Solving Equations Using the Zero Product Property
The Zero Product Property is a fundamental concept in algebra that states: If the product of two or more factors is zero, then at least one of the factors must be zero.
This property is extremely useful for solving equations where one side is a product of factors and the other side is zero. Let's see how it works with the equation:
(x + 1)(3x + 4) = 0
1. Identify the Factors:
We have two factors in this equation:
- (x + 1)
- (3x + 4)
2. Apply the Zero Product Property:
According to the property, for the product of these factors to be zero, at least one of them must be equal to zero.
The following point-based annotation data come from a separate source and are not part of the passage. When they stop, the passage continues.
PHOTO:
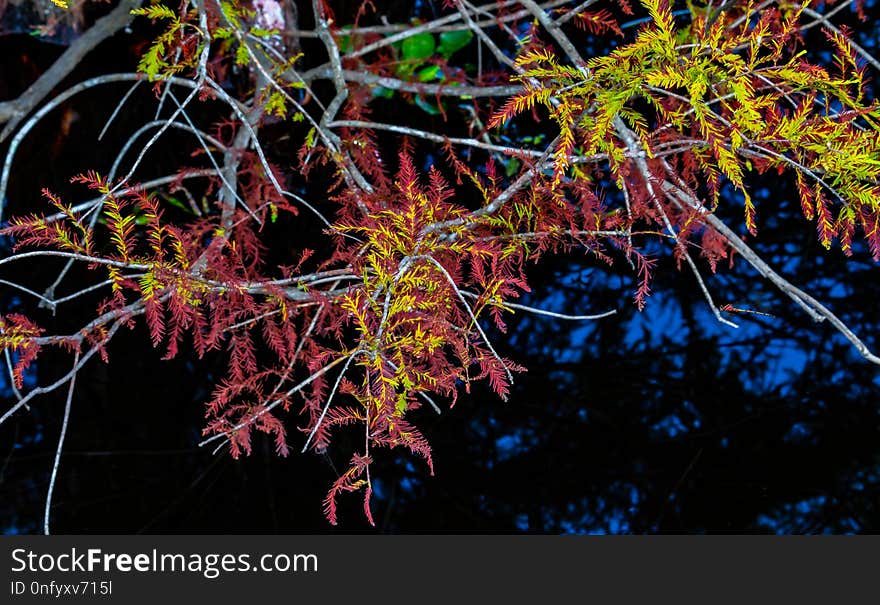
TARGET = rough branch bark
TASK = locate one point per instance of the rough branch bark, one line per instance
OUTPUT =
(13, 112)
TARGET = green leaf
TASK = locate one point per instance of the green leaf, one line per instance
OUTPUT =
(418, 47)
(430, 73)
(451, 42)
(381, 91)
(426, 106)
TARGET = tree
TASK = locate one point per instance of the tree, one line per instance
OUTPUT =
(556, 130)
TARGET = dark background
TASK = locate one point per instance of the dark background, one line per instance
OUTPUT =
(655, 421)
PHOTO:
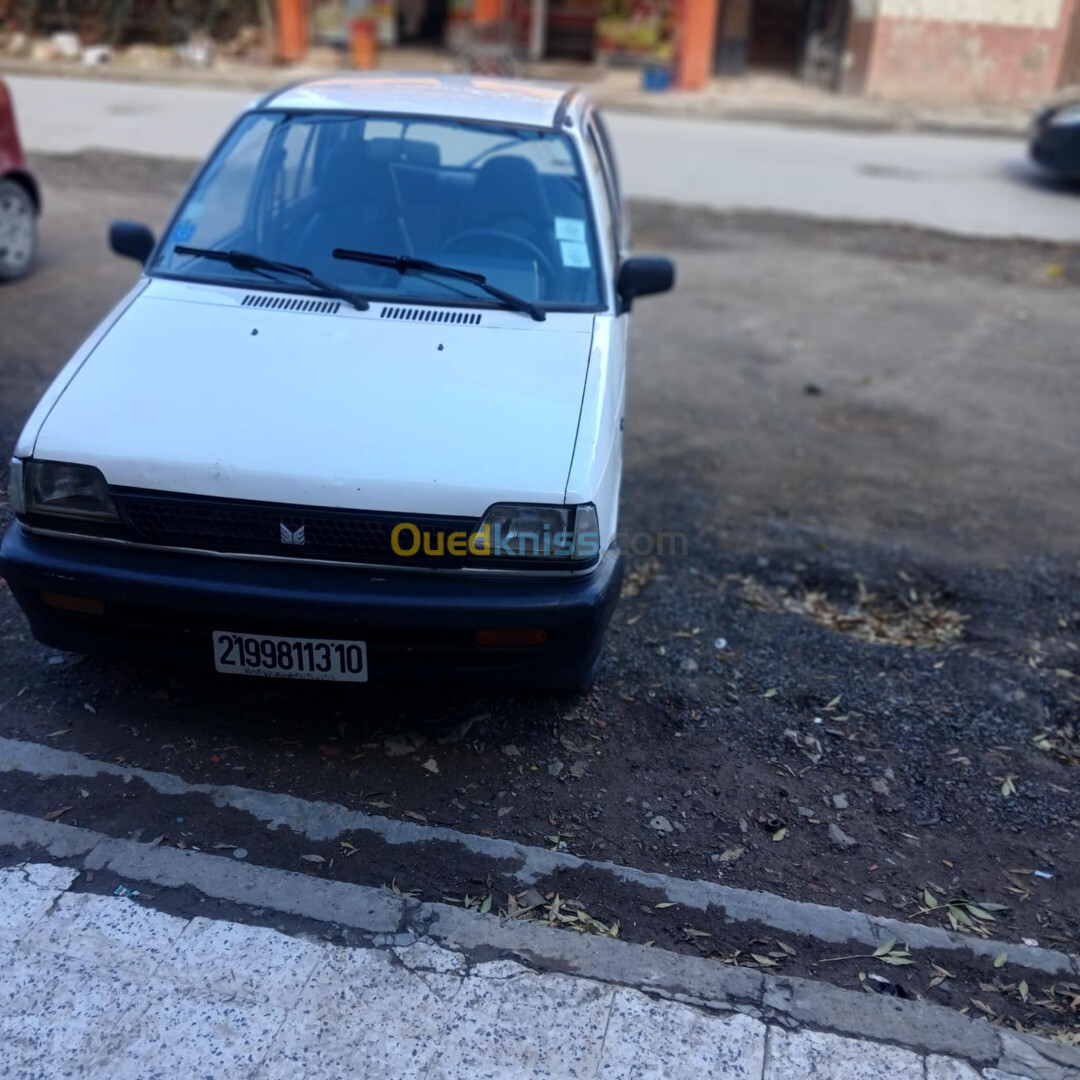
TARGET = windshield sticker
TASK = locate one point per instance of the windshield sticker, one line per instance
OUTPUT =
(570, 228)
(575, 254)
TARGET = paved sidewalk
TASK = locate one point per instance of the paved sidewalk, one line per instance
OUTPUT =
(767, 97)
(971, 186)
(105, 986)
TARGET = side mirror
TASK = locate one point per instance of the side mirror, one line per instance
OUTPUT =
(643, 275)
(131, 239)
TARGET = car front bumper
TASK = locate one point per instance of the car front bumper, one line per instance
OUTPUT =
(166, 604)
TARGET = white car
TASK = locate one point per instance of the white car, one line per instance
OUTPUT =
(362, 414)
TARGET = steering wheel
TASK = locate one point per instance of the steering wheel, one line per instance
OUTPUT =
(460, 240)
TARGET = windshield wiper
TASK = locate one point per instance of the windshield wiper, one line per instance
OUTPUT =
(244, 260)
(403, 264)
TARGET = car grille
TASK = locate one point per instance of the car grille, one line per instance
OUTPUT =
(261, 528)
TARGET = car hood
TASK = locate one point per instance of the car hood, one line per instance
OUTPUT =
(193, 391)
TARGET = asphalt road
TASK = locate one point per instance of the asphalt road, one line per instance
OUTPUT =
(878, 417)
(963, 185)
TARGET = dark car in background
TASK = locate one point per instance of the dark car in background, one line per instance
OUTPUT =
(19, 198)
(1055, 139)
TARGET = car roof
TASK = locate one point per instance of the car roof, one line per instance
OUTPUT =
(525, 102)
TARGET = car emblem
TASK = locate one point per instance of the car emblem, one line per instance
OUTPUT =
(295, 537)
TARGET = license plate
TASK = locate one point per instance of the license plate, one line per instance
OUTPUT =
(289, 657)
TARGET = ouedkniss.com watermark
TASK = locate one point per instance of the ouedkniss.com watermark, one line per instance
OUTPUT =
(408, 539)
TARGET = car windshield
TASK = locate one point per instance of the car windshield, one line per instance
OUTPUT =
(503, 202)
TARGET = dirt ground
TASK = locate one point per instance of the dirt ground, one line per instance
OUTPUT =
(858, 686)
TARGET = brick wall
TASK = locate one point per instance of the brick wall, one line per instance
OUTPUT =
(958, 50)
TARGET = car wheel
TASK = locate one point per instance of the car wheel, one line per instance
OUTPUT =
(18, 230)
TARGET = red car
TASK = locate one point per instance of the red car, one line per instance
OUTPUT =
(19, 198)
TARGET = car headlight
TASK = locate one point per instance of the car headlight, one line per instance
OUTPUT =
(1067, 117)
(54, 487)
(511, 534)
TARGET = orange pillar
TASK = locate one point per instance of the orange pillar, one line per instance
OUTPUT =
(292, 30)
(696, 30)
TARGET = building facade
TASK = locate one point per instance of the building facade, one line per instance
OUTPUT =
(968, 50)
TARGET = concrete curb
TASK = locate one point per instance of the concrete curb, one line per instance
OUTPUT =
(323, 822)
(844, 113)
(927, 1028)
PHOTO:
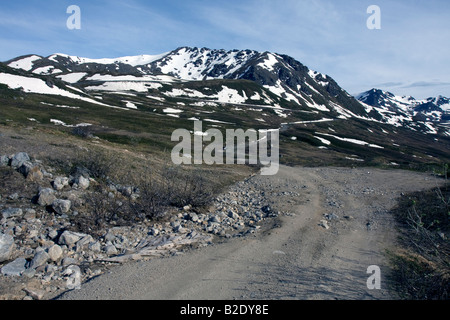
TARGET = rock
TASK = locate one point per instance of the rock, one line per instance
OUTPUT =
(95, 246)
(84, 242)
(67, 261)
(39, 259)
(55, 252)
(60, 182)
(52, 234)
(12, 212)
(331, 216)
(69, 238)
(179, 229)
(18, 159)
(29, 214)
(324, 224)
(4, 161)
(36, 294)
(233, 215)
(6, 247)
(82, 182)
(35, 174)
(13, 196)
(61, 206)
(110, 250)
(15, 268)
(25, 168)
(46, 197)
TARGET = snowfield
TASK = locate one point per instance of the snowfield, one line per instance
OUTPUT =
(35, 85)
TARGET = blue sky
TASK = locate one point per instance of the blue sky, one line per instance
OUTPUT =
(408, 55)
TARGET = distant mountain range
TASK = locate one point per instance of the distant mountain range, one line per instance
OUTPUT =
(280, 74)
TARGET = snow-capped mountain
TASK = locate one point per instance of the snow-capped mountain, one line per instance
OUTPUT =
(408, 111)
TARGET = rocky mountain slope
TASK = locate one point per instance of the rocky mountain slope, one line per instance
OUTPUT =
(427, 115)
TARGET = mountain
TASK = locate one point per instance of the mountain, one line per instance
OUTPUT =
(431, 113)
(151, 95)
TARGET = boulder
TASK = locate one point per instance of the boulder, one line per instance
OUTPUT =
(61, 206)
(4, 161)
(25, 168)
(40, 258)
(35, 174)
(15, 268)
(46, 197)
(6, 247)
(69, 238)
(82, 182)
(110, 250)
(55, 252)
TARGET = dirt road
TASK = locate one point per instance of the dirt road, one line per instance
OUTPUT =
(291, 257)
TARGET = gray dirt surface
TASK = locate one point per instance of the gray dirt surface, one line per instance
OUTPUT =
(292, 256)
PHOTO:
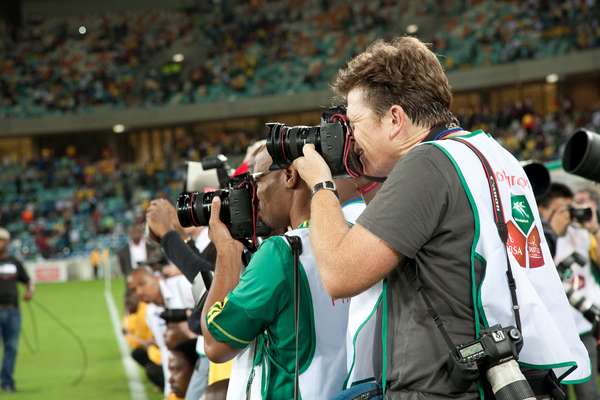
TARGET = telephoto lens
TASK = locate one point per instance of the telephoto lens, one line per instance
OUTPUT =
(582, 155)
(193, 208)
(332, 139)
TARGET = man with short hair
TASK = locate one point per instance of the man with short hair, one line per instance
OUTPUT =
(255, 312)
(136, 252)
(581, 237)
(11, 272)
(159, 293)
(554, 210)
(181, 366)
(431, 232)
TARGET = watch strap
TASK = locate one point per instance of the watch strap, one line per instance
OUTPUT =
(327, 185)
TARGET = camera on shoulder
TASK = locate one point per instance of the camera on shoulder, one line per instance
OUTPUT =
(495, 354)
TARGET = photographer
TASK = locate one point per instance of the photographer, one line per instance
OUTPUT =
(165, 227)
(554, 211)
(255, 312)
(160, 293)
(431, 231)
(578, 239)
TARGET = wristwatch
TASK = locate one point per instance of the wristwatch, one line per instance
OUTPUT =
(327, 185)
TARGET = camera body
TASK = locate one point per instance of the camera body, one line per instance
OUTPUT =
(332, 139)
(238, 209)
(496, 354)
(210, 172)
(580, 215)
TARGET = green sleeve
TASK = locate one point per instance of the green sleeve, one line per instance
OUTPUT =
(256, 301)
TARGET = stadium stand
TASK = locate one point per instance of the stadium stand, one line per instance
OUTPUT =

Therefore, we have two possible cases:
- Case 1: (x + 1) = 0
- Case 2: (3x + 4) = 0
3. Solve for x in each case:
-
Case 1:
- Subtract 1 from both sides: x = -1
-
Case 2:
- Subtract 4 from both sides: 3x = -4
- Divide both sides by 3: x = -4/3
4. Solutions:
We have found two solutions for the equation:
- x = -1
- x = -4/3
Conclusion:
Using the Zero Product Property, we were able to solve the equation (x + 1)(3x + 4) = 0 by setting each factor equal to zero and solving for x. This property is a powerful tool for solving equations in algebra, and it's essential to understand how it works.